Ex-Van Nuys Gang Member Recalls Life of Violence, Bravado


On a wet February evening, half a dozen gang members ran down Li’l Bear and cornered him in a Van Nuys alley, where he was beaten, stabbed six times and shot through the hand he raised to shield himself from the attack.

Left to bleed to death, he dragged himself to a liquor store for help, where a clerk, irritated by the blood dripping on the floor, ordered him outside to wait for the ambulance.

“God help me. . . . God help me,” he muttered as he sat in the pouring rain. “If I’m going to die, then let it be.”


Street violence had been his life, from the 5-year-old boy who watched as his friend was shot in the face, to the swaggering youth perfecting the finer points of drugs, crime and sex, to the accomplished thug whose emotional survival was circumscribed by the respect that he could garner from his gang affiliation.

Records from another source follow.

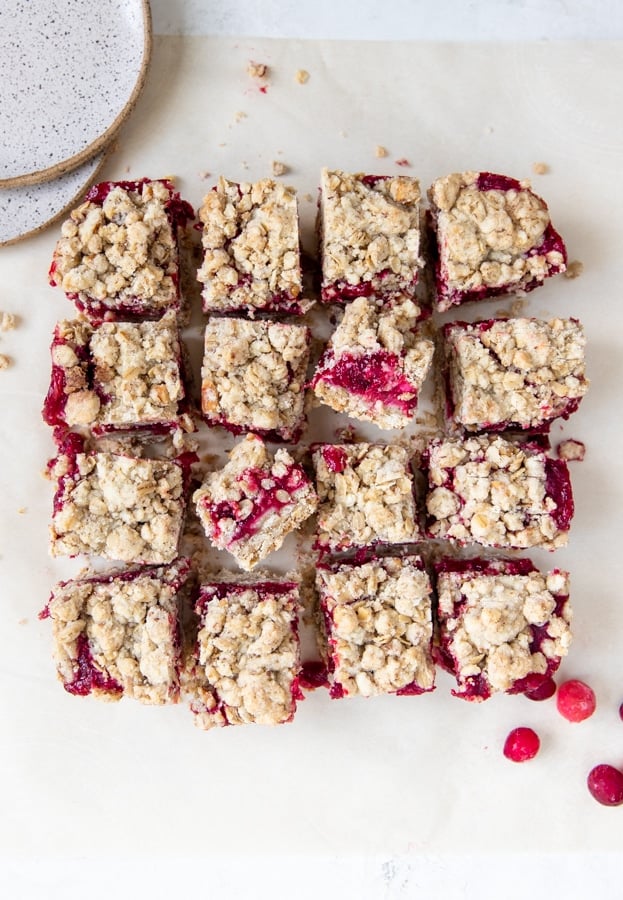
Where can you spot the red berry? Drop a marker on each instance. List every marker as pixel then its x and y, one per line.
pixel 521 744
pixel 606 785
pixel 575 700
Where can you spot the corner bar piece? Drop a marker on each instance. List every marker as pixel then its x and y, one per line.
pixel 514 373
pixel 252 504
pixel 250 240
pixel 378 626
pixel 245 666
pixel 118 634
pixel 503 625
pixel 494 236
pixel 374 365
pixel 490 491
pixel 118 255
pixel 369 235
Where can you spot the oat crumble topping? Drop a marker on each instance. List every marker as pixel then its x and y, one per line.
pixel 370 231
pixel 251 247
pixel 523 372
pixel 490 491
pixel 488 622
pixel 247 657
pixel 253 375
pixel 366 495
pixel 384 335
pixel 118 507
pixel 131 631
pixel 379 626
pixel 254 502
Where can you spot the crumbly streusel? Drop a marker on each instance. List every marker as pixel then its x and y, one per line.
pixel 253 375
pixel 246 661
pixel 366 495
pixel 370 232
pixel 522 372
pixel 490 491
pixel 399 361
pixel 119 507
pixel 130 626
pixel 378 621
pixel 251 247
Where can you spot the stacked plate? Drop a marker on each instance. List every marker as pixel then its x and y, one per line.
pixel 70 74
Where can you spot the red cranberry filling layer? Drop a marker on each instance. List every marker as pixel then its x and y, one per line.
pixel 377 377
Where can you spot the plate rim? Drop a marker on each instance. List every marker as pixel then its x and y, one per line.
pixel 64 166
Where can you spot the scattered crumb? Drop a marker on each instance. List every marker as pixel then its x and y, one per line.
pixel 574 269
pixel 278 167
pixel 257 70
pixel 571 450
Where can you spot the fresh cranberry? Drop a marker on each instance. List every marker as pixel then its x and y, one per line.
pixel 575 700
pixel 521 744
pixel 606 785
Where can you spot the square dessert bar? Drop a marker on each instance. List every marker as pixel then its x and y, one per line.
pixel 378 626
pixel 514 373
pixel 251 249
pixel 503 625
pixel 119 507
pixel 117 376
pixel 366 496
pixel 374 365
pixel 254 502
pixel 490 491
pixel 253 376
pixel 246 663
pixel 118 634
pixel 369 235
pixel 118 255
pixel 493 236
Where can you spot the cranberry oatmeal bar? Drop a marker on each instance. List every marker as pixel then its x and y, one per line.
pixel 245 666
pixel 374 365
pixel 118 634
pixel 117 376
pixel 250 240
pixel 119 507
pixel 493 236
pixel 253 376
pixel 366 496
pixel 369 229
pixel 378 626
pixel 490 491
pixel 514 373
pixel 252 504
pixel 118 255
pixel 503 625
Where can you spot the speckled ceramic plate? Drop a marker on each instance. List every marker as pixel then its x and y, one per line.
pixel 70 72
pixel 30 208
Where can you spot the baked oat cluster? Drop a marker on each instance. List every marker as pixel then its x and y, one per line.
pixel 118 251
pixel 253 376
pixel 117 376
pixel 244 668
pixel 386 614
pixel 369 234
pixel 378 626
pixel 250 240
pixel 498 493
pixel 375 364
pixel 494 236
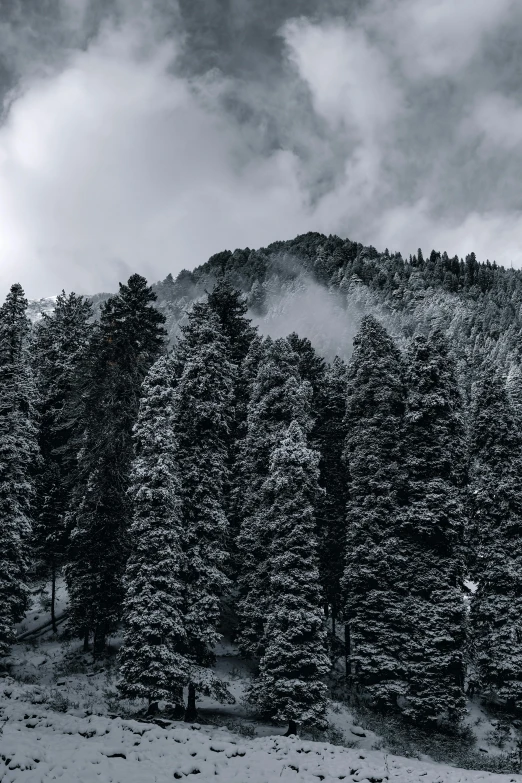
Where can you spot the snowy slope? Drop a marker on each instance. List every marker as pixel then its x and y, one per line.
pixel 38 744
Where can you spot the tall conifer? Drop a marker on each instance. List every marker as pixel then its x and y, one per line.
pixel 126 342
pixel 495 476
pixel 432 575
pixel 58 351
pixel 153 665
pixel 374 460
pixel 202 418
pixel 18 454
pixel 291 686
pixel 331 506
pixel 277 398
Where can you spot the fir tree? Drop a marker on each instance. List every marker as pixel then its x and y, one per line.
pixel 331 508
pixel 18 454
pixel 496 608
pixel 373 455
pixel 202 419
pixel 277 398
pixel 432 533
pixel 153 665
pixel 290 686
pixel 125 344
pixel 58 350
pixel 228 304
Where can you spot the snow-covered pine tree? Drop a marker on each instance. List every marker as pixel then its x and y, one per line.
pixel 18 455
pixel 278 396
pixel 495 476
pixel 128 339
pixel 58 348
pixel 374 462
pixel 202 419
pixel 152 661
pixel 331 508
pixel 229 305
pixel 432 572
pixel 290 686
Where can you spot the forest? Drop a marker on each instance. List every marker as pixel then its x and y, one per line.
pixel 353 518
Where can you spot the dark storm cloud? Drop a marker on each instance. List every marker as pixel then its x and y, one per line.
pixel 148 135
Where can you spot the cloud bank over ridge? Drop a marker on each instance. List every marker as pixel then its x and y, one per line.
pixel 144 135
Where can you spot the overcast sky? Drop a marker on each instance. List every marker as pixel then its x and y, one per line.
pixel 141 135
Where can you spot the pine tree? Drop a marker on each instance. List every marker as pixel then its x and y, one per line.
pixel 153 665
pixel 433 610
pixel 277 398
pixel 290 686
pixel 126 342
pixel 496 608
pixel 372 612
pixel 202 420
pixel 228 304
pixel 18 455
pixel 58 350
pixel 331 508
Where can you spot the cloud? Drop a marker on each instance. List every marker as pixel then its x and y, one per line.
pixel 497 119
pixel 142 135
pixel 117 163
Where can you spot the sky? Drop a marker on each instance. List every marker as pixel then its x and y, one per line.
pixel 146 135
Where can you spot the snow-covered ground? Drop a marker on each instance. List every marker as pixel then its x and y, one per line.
pixel 61 719
pixel 41 744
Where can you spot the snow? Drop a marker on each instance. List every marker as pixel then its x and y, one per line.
pixel 37 307
pixel 61 719
pixel 39 745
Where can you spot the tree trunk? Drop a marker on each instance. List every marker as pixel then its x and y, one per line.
pixel 191 712
pixel 53 597
pixel 153 708
pixel 347 651
pixel 98 642
pixel 292 728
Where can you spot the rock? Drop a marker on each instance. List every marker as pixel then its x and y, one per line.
pixel 358 731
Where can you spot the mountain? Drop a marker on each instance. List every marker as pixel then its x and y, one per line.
pixel 321 286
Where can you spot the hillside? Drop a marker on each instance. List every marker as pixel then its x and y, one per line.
pixel 320 286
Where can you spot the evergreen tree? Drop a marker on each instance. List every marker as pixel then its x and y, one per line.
pixel 58 350
pixel 153 665
pixel 202 420
pixel 290 686
pixel 18 455
pixel 496 608
pixel 228 304
pixel 277 398
pixel 126 342
pixel 331 508
pixel 433 609
pixel 372 612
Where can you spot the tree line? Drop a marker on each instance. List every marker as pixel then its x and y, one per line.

But on that February night, the attackers were members of his own gang who suspected him of passing information to a rival gang. In Li’l Bear’s world, the violent ritual of rejection, though his greatest fear, turned out to be his escape.

Now recovered from his wounds and a junior attending high school in the San Fernando Valley, the 17-year-old said he regrets ever joining a gang. “I hate the person I used to be . . . and I hate the things I used to do,” he said.

Police say he falls into the unusual category of gang members who are “jumped out,” beaten as an initiation rite or a final act of expulsion from gang life.

“We rarely see kids getting jumped out of gangs,” said Detective George Armenta of the gang task force at the Los Angeles Police Department’s North Hollywood station. “It’s an identity thing for these kids. They have nowhere else to go to, so why leave something that is getting them a lot of attention?”


Born in El Salvador, his first look at the United States came in 1980, when he emigrated with his widowed mother. For Li’l Bear, there was just the tough neighborhoods and grinding poverty of East Los Angeles.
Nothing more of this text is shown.